His CEC is among several that lack an administrative assistant — “because the salaries are so low,” he said — which means all of the work to set up meetings and create various documents in the required timeframe fall on him and other parent volunteers.

Loss of flexibility
Holding in-person meetings is easier than offering hybrid ones, McLean said. You can simply hand out documents without also making a slideshow. You don’t have to monitor online comments, or choose which of the six members out of 11 have to show up in person. Also when meetings are online, they tend to run longer, which could be a problem for the in-person members who might need to travel home late at night.

Yet, McLean worries that being only in-person will hinder participation, and he’s still hoping to go hybrid at some point. His CEC, too, saw upwards of 100 people at remote meetings compared to about 25 for past in-person meetings.

But the cost to do it well is beyond their meager budget.

“The proper way to do it: you need a camera that shows the dais, you have microphones for people to speak into and then feed that in,” McLean said. “We need at least $25,000 to buy the proper equipment.”
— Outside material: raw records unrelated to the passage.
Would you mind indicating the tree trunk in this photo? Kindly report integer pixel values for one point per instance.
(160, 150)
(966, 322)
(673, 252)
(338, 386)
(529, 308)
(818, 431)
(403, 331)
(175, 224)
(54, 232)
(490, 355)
For charter schools, which hold regular board meetings, the New York Charter Schools Association has spread the word to make sure schools were aware of the new requirements and ready to implement them, its executive director Yomika Bennett said.

The emergency pandemic meeting rules allowing more flexibility resulted in much greater engagement and participation for the public, Bennett echoed.

“We are disappointed by the loss of that flexibility in the law and the layers of new rules boards have to navigate,” she wrote in an email. “That said, we are grateful that the law preserves a video conferencing option. We will see what the ultimate impact of changes is and will seek any amendments to the law if needed.”